Haiti Cholera Death Toll Rises As UN Seeks Aid

The cholera outbreak in Haiti has now killed an estimated 800 people, leading health officials to appeal for millions of dollars in aid to help deal with the nation's growing epidemic.

"As of November 8, we had about 640 deaths. Today we are at 800," Ezra Barzilay, an epidemiologist with the Centers for Disease Control and Prevention (CDC), said in a conference call from Haiti to the participants of a medical conference in Mississippi. Reuters reports that Barzilay also said the situation was growing "more dire every day" as overrun hospitals were being forced to select which of the growing number of patients would receive treatment.

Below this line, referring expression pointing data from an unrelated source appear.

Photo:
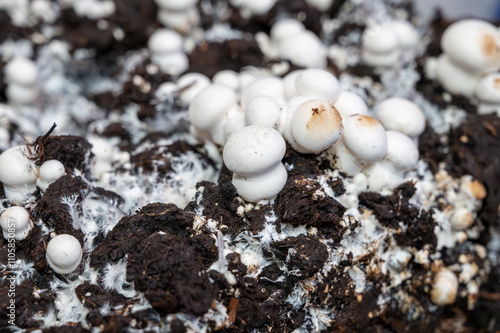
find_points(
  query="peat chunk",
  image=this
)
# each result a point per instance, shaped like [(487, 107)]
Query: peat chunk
[(169, 270)]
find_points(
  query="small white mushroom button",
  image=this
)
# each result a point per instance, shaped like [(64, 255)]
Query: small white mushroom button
[(363, 141), (265, 111), (190, 85), (461, 218), (254, 155), (266, 86), (50, 171), (487, 92), (473, 45), (317, 83), (167, 51), (64, 253), (402, 115), (210, 110), (18, 173), (21, 75), (314, 127), (444, 288), (15, 222), (454, 78)]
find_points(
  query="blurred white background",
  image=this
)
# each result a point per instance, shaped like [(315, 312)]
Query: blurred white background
[(454, 9)]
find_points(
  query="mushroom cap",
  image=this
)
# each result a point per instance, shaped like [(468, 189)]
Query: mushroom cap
[(19, 94), (402, 152), (264, 86), (51, 170), (365, 138), (190, 85), (461, 218), (444, 288), (349, 103), (454, 78), (304, 49), (174, 63), (176, 5), (181, 21), (64, 253), (289, 83), (16, 170), (380, 59), (17, 218), (253, 150), (264, 111), (407, 35), (488, 89), (315, 126), (379, 38), (227, 77), (211, 105), (321, 5), (263, 186), (164, 41), (473, 44), (22, 71), (317, 83), (402, 115), (286, 28)]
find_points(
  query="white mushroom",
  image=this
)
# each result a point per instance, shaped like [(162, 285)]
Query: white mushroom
[(455, 79), (349, 103), (363, 141), (473, 44), (254, 155), (444, 288), (488, 93), (388, 173), (264, 86), (314, 127), (380, 45), (266, 112), (167, 51), (50, 171), (190, 85), (64, 253), (402, 115), (318, 84), (16, 223), (18, 174), (209, 112), (227, 78), (21, 74)]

Reuters also cited statistics from Haiti's health ministry that show 724 confirmed deaths and over 11,000 registered hospitalizations through November 9. As a result, UN Office for the Coordination of Humanitarian Affairs (OCHA) spokeswoman Elisabeth Byrs is seeking more than $163 million to aid with health care efforts in the country.

"We hope we can get this otherwise all our efforts will be overrun by the epidemic," Byrs said, according to an AFP report Friday. She added that the UN currently anticipates "up to 200,000 people to show symptoms of cholera ranging from cases of mild diarrhea to the most severe dehydration" over the next six months, and that Haiti was in urgent need of medical staff and supplies to combat the disease, which had been found in six of the nation's ten provinces.

The Haitian people, many of whom are still recovering from January earthquakes, have not experienced a cholera outbreak in more than 50 years, according to AFP. Meanwhile, Reuters reports that nearby nations, including the Dominican Republic and the United States, should not be overly concerned about the disease spreading across their borders because "the risk of widespread transmission was low."

"Good sanitation which includes plumbing, separation of fecal wastes and similar measures, and access to safe drinking water in the United States would work against widespread transmission," CDC spokesman David Daigle told Reuters on Thursday. Likewise, on its website, the Florida Department of Health told the news agency that cholera "does not spread easily in developed countries such as the U.S." but added that they wanted to ensure that "we do not miss any high-risk situations."